A Dose of Family
As the time draws near for my impending visit to family, I begin to count down the days. I know I am going to a place that will be cold, and I hate the cold. However, having had a roller-coaster ride emotionally for the last 12 months I have a need for a "dose of family". Family can sometimes be overwhelming, and sometimes smoothering, but when you are one of the younger ones I guess that is a normal state of affairs. Even when I am sitting in the retirement home, on mushy food, I will still be baby sister. Despite having been capable at running my own life, having survived many challenges that my other siblings haven't, I will always be little sister. I will never begrudge them for it, cause that is just how life is. I know they know how capable I am, it is just the roles we automatically slot into. We don't even know we do it. The shoe is often on the other foot too. I am totally guilty of slotting into the little sister mode.
This time my "family dose" trip will be a little different. I certainly feel alot more grown up than some of my older siblings. I have this awareness that can sometimes even spook me. While they might perceive me as "little sister", I feel within myself older and more mature. That is not to put them down, but I just feel as if I am "there". Where "there" is is difficult to describe or define. It is a feeling, an awareness of who I am (both mentally and physically), the acceptance of both good and bad in my life. A sense of not being able to control it so much as work with what life gives me, and ensuring that I feel good about it all. I don't think we can control life, but if we can totally enjoy the roller-coaster ride it gives us, then it is worth each breath we breathe. In my work I see so many people who live their lives in a drugged out daze, or through the scary lense of mental illness. How easily life could have chosen me for that path. It is true that we have choices in our lives, but the cards we are dealt with I believe are a little pre-determined. I am 40, am realitvely healthy, have all my mental faculties, and have the basics in life. How lucky am I?
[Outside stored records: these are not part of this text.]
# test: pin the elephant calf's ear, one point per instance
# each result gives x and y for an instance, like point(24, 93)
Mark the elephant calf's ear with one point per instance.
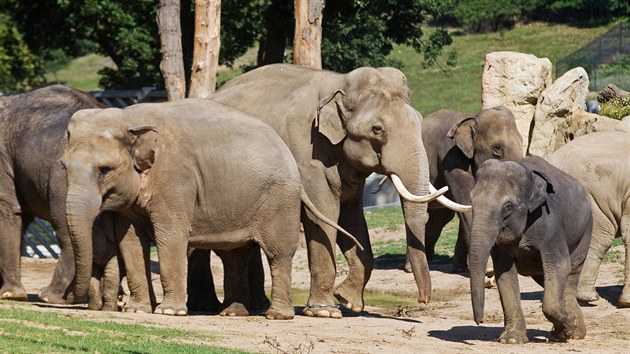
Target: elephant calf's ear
point(540, 188)
point(143, 144)
point(331, 117)
point(462, 132)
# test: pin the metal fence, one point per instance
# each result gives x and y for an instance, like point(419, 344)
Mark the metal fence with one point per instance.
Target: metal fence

So, I take this awareness with me to visit the family. I will misbehave while I am there, I will enjoy every minute of it. I will come home needing a holiday to recover. And I will on a daily basis thank the stars that I have the life I have. It is this awareness that allows me to admit my misbehaviour and have no guilt what-so-ever. It is all part of that wonderful roller-coaster ride life is taking me on. Besides, it is so cold where I am going I believe I should drink and be merry so I don't freeze my middle-aged butt off!